Lydia ne faisait pas peur, en soi. Néanmoins, on n'osait rarement lui dire non – d'autant plus qu'elle trouvait souvent les mots pour convaincre et qu'elle savait y faire pour qu'on lui obéisse. Seul Stiles avait toujours le cran de s'opposer à elle avec un naturel fou lorsque quelque chose ne lui allait pas.

Cependant, Derek ne voyait pas Stiles refuser une à une les dates que Lydia lui avait proposées – la banshee lui avait raconté toute l'histoire. En fait, elle trouvait ça étrange et pour être honnête, le loup aussi. Et puisqu'il devait, de toute manière, aller à Brooklyn… Lydia lui avait demandé s'il pouvait éventuellement passer voir Stiles, histoire de démêler le mystère autour de tous ses refus. Elle n'avait pas son adresse, rien. Elle savait simplement qu'il était à Brooklyn en ce moment.

Honnêtement ? La tâche de retrouver l'hyperactif paraissait très difficile aux yeux de Derek, voire impossible. Mais il avait des pistes et… Moui, dans un sens, il aimerait bien que les retrouvailles de la meute se fassent avec tous ses membres – d'autant plus que Stiles était l'un de ses piliers. La seule réelle piste de Derek, c'était le FBI. L'une des personnes qu'il devait aller voir pour régler des comptes faisait partie des forces de l'ordre alors… Sans doute pourrait-il l'aider à obtenir quelques informations.

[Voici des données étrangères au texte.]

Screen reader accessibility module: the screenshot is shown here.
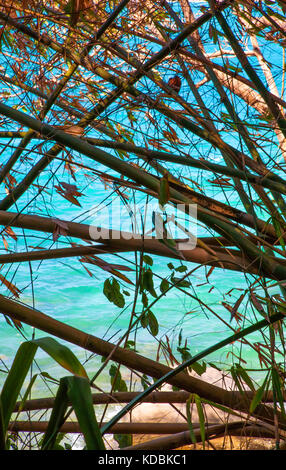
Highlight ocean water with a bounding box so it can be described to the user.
[0,162,278,396]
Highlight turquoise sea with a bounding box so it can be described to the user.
[0,159,278,396]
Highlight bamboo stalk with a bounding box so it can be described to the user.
[0,295,283,426]
[14,390,286,412]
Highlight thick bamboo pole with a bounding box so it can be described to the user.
[14,390,286,412]
[6,421,210,434]
[0,295,284,426]
[122,422,274,451]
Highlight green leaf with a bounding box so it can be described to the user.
[103,277,125,308]
[143,255,153,266]
[159,174,170,208]
[160,279,170,294]
[113,434,132,449]
[142,269,157,297]
[271,367,285,419]
[186,396,197,444]
[41,378,69,450]
[147,310,159,336]
[191,362,207,375]
[0,341,37,432]
[63,376,105,450]
[194,393,206,450]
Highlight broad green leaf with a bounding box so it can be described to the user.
[160,279,169,294]
[147,310,159,336]
[18,374,39,413]
[63,376,105,450]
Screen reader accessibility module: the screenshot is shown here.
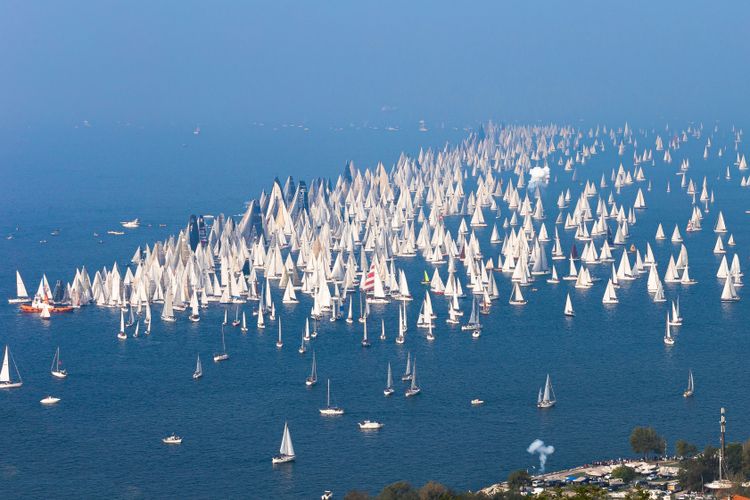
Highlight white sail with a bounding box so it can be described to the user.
[16,271,29,299]
[279,422,294,457]
[0,345,10,384]
[564,294,575,316]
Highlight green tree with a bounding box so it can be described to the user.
[612,465,635,483]
[508,469,531,490]
[566,484,607,500]
[677,446,719,491]
[377,481,419,500]
[724,443,742,475]
[344,490,370,500]
[675,439,698,458]
[419,481,456,500]
[630,427,665,457]
[625,486,651,500]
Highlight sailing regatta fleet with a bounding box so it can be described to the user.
[8,119,750,464]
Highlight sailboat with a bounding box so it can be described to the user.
[271,422,296,464]
[536,373,557,408]
[422,270,431,285]
[508,282,526,306]
[193,354,203,380]
[214,325,229,363]
[427,323,435,342]
[297,333,307,354]
[404,358,422,398]
[383,362,395,396]
[346,297,354,325]
[276,318,284,349]
[50,347,68,378]
[0,345,23,389]
[664,313,674,345]
[8,271,31,304]
[682,370,695,398]
[461,299,482,330]
[318,379,344,417]
[232,306,240,326]
[305,351,318,387]
[188,290,201,323]
[361,319,370,347]
[161,292,177,323]
[564,294,576,316]
[401,352,411,382]
[117,310,128,340]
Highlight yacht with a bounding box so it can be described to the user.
[161,434,182,444]
[271,422,296,465]
[536,373,557,408]
[193,354,203,380]
[50,347,68,378]
[357,420,383,431]
[682,370,695,398]
[0,345,23,389]
[318,379,344,417]
[383,363,395,396]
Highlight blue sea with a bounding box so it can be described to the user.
[0,124,750,498]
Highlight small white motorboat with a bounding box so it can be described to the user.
[39,396,60,405]
[161,434,182,444]
[357,420,383,431]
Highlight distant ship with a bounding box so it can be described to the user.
[120,217,141,229]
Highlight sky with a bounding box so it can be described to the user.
[0,0,750,127]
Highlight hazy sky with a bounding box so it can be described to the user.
[0,0,750,126]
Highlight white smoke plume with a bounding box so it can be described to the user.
[526,439,555,472]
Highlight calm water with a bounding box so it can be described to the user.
[0,123,750,498]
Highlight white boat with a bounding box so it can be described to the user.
[305,351,318,387]
[193,354,203,380]
[232,306,240,326]
[508,282,526,306]
[39,302,51,319]
[161,434,182,444]
[188,290,201,323]
[117,311,128,340]
[360,318,370,347]
[682,370,695,398]
[318,379,344,417]
[161,292,177,323]
[357,420,383,431]
[564,294,576,316]
[404,357,422,398]
[383,362,395,396]
[664,313,674,345]
[276,318,284,349]
[401,352,411,382]
[536,373,557,408]
[461,299,482,331]
[50,347,68,378]
[271,422,296,464]
[0,345,23,389]
[120,217,141,229]
[8,271,31,304]
[214,326,229,363]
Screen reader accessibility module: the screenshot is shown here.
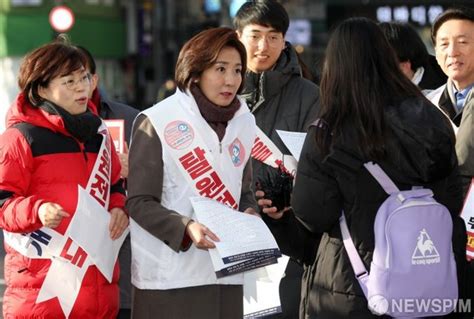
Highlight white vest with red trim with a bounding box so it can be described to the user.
[130,90,256,290]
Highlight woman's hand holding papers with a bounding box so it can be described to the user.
[109,207,128,240]
[186,221,219,250]
[255,191,290,219]
[38,202,70,228]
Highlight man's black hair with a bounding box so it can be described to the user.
[234,0,290,35]
[431,7,474,45]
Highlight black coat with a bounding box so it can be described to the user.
[266,98,466,319]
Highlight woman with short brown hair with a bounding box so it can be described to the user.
[0,36,128,319]
[127,28,256,319]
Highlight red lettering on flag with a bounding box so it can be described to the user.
[60,238,87,268]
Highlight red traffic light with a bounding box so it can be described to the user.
[49,6,74,32]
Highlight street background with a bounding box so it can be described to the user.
[0,0,474,318]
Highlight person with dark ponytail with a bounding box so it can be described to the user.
[259,18,466,319]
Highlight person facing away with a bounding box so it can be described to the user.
[427,8,474,198]
[259,18,466,319]
[78,46,138,319]
[0,37,128,318]
[379,22,446,93]
[127,28,257,319]
[234,0,319,318]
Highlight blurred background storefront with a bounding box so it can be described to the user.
[0,0,474,109]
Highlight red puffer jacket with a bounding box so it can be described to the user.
[0,95,125,319]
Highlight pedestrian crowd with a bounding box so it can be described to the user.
[0,0,474,319]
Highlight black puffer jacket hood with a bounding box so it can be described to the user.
[326,98,457,185]
[269,97,466,319]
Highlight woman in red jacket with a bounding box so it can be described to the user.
[0,36,128,319]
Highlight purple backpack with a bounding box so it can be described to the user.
[340,163,458,318]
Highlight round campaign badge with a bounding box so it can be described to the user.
[229,138,245,167]
[165,121,194,150]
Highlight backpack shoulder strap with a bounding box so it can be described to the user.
[364,162,400,195]
[339,212,369,298]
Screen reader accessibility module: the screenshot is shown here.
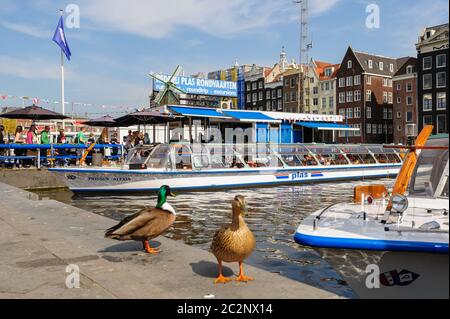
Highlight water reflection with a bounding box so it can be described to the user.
[34,179,393,298]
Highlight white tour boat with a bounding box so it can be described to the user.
[295,129,449,254]
[50,143,402,193]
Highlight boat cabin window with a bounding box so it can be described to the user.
[125,146,153,165]
[308,146,348,166]
[174,144,192,170]
[192,145,210,169]
[146,145,172,168]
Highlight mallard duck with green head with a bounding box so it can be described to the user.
[105,185,176,254]
[211,195,256,284]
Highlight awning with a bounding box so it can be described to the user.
[169,106,230,119]
[223,110,281,123]
[295,122,359,131]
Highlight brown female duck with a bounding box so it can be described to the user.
[105,185,176,254]
[211,195,256,284]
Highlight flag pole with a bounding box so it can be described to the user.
[59,9,65,130]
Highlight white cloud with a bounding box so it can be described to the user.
[0,55,60,80]
[1,21,52,38]
[80,0,339,38]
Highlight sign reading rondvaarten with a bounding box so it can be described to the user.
[153,74,238,97]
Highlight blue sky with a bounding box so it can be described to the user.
[0,0,449,115]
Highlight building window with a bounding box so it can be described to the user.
[347,107,353,119]
[347,91,353,102]
[436,54,447,68]
[406,112,413,123]
[406,65,413,74]
[366,106,372,119]
[406,82,412,92]
[437,92,447,110]
[347,76,353,86]
[423,115,433,126]
[436,114,448,134]
[277,100,283,111]
[353,124,361,136]
[406,96,413,106]
[436,72,447,88]
[423,56,433,70]
[423,74,433,90]
[291,78,297,88]
[423,94,433,111]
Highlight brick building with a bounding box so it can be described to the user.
[393,58,418,145]
[416,23,449,133]
[336,47,398,143]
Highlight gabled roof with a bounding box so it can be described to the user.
[350,48,398,77]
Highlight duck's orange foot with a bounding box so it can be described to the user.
[145,248,161,255]
[214,275,231,284]
[236,275,255,282]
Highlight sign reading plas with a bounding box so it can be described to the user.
[153,74,238,97]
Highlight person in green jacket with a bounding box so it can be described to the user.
[75,126,87,144]
[41,126,50,144]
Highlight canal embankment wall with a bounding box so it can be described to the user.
[0,182,339,299]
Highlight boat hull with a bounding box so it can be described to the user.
[50,164,401,193]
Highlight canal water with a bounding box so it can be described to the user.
[36,179,393,298]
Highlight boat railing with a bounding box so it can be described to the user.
[0,143,124,168]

En tous les cas, la priorité actuelle de Derek était de se reposer. Ces derniers jours avaient été éprouvants pour lui et les loups-garous étaient eux aussi sujets à la fatigue. L'ancien alpha n'avait pas arrêté d'aller à droite et à gauche pour différentes affaires et autant dire qu'il était heureux de pouvoir se poser un peu.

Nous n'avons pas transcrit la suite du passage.